Distraction is not defeated in a few fell blows, but by many small, habitual ones. Therefore, I will not promise to provide you in a thousand words a magical sword that can slay the Dread Dragon Distraction in three or four simple hacks. I have discovered no such sword and do not believe one exists. But you can defeat your distractions.
How to Defeat Your Distractions
What makes me any authority on how to defeat your distractions in the first place? Not my expertise in focus, but my expertise in being distracted. If my observations and self-assessments are accurate, I’m on the “above average” side of the distractible spectrum. I know this struggle from the inside and fight it daily.
Expecting to fight it daily is a necessary mindset if the fight is to be won. Distraction is not a simple foe; it must be fought on numerous fronts. Victory is achieved not by one glorious coup d’état of resolve, but by the slow insurgency of developing distraction-reducing habits.
The Speed of God
However, this likely requires an expectation recalibration on our part. We children of the high-tech/information age, and grandchildren of the manufacturing and industrial ages, find it increasingly hard to appreciate the speed of God. We have learned to value efficiencies in quickness, quantity and cost. Produce something desirable fast, scalable and cheap, and the outcome will be success. We’ve also learned to value disposability and devalue durability.

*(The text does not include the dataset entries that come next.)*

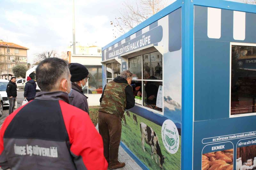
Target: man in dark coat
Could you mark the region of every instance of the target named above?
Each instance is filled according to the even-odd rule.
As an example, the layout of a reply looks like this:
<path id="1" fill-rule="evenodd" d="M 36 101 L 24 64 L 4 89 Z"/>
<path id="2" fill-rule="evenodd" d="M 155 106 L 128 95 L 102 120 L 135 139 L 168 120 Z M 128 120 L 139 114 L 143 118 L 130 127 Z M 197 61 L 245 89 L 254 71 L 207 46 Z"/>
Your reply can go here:
<path id="1" fill-rule="evenodd" d="M 16 84 L 16 78 L 12 77 L 7 85 L 6 88 L 7 97 L 9 100 L 10 106 L 9 107 L 9 115 L 13 112 L 13 108 L 17 97 L 17 85 Z"/>
<path id="2" fill-rule="evenodd" d="M 24 97 L 27 99 L 28 101 L 29 101 L 33 99 L 36 96 L 36 84 L 34 80 L 31 80 L 31 78 L 28 77 L 24 89 Z"/>
<path id="3" fill-rule="evenodd" d="M 70 104 L 89 114 L 87 99 L 83 93 L 89 79 L 89 72 L 86 67 L 79 63 L 70 63 L 69 71 L 71 74 L 72 91 L 69 95 Z"/>

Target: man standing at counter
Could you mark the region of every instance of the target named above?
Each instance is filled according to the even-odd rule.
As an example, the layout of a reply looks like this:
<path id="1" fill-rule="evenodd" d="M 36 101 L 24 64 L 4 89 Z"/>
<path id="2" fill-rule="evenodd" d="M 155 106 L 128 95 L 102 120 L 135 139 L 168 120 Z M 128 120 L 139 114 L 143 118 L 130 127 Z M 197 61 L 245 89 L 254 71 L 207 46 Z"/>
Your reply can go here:
<path id="1" fill-rule="evenodd" d="M 121 140 L 121 119 L 125 109 L 135 104 L 131 83 L 132 74 L 126 70 L 105 86 L 100 100 L 99 130 L 103 139 L 104 156 L 108 168 L 114 169 L 125 165 L 118 161 L 118 152 Z"/>

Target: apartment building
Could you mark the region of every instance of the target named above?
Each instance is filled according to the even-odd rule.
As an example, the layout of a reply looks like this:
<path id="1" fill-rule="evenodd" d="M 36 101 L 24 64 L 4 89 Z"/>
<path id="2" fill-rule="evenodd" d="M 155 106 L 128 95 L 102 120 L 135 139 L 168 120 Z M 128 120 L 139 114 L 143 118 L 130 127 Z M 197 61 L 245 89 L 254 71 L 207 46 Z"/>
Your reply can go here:
<path id="1" fill-rule="evenodd" d="M 28 48 L 12 42 L 0 40 L 0 78 L 9 78 L 13 75 L 13 67 L 17 64 L 27 65 Z"/>

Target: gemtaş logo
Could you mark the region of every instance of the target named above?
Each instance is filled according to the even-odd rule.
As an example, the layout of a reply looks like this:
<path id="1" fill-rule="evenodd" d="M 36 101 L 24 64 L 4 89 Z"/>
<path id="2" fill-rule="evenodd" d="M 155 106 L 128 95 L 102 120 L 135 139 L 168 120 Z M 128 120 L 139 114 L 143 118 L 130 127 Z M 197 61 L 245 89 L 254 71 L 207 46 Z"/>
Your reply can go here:
<path id="1" fill-rule="evenodd" d="M 164 145 L 170 153 L 174 154 L 180 146 L 180 137 L 177 127 L 169 119 L 164 122 L 162 126 L 162 140 Z"/>

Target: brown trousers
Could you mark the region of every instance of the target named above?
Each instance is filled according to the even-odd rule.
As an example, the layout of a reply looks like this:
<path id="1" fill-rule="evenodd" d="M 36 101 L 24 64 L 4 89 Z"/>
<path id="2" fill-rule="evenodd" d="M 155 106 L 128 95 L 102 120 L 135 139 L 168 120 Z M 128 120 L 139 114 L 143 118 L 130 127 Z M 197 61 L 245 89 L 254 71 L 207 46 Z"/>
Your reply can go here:
<path id="1" fill-rule="evenodd" d="M 99 112 L 99 131 L 103 139 L 104 156 L 108 166 L 118 161 L 118 151 L 121 140 L 122 123 L 116 116 Z"/>

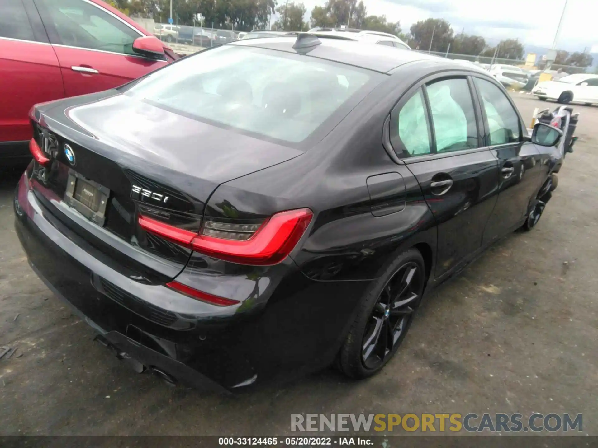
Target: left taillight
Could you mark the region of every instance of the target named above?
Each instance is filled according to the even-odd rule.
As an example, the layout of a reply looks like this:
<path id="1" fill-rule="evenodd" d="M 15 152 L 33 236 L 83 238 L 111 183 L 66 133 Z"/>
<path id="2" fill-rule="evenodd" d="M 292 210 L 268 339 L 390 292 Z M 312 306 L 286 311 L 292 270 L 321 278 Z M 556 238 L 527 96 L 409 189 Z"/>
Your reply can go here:
<path id="1" fill-rule="evenodd" d="M 33 158 L 41 165 L 45 165 L 50 162 L 50 158 L 41 150 L 34 139 L 29 140 L 29 151 Z"/>
<path id="2" fill-rule="evenodd" d="M 220 260 L 243 265 L 280 263 L 294 248 L 313 216 L 309 208 L 281 211 L 261 224 L 219 222 L 208 218 L 198 234 L 141 216 L 147 232 Z"/>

But when God builds things, he often takes a long time (at least from our perspective) to do it. And what he builds, he builds to endure. Consider how he designed us. We require roughly nine months from conception to the point where we can survive outside the womb. Then we require roughly two additional decades before we acquire sufficient developmental maturity, knowledge and skills to live independently from our parents.
And how are our developmental maturity, knowledge and skills acquired during those two decades? Through rigorous repetition. Muscle and information memory are developed and sustained through the arduous process of daily, habitual practice.
The Slow, Everyday Miracle
Now, we know that God at times employs miraculous power to bring about instantaneous change in people’s lives. Deliverances and gifts of healings are very real aspects of the kingdom of God in this age. The Bible even commands us to earnestly desire them and seek them (1 Corinthians 12:31). I believe if we desired them and sought them more, they would occur more often.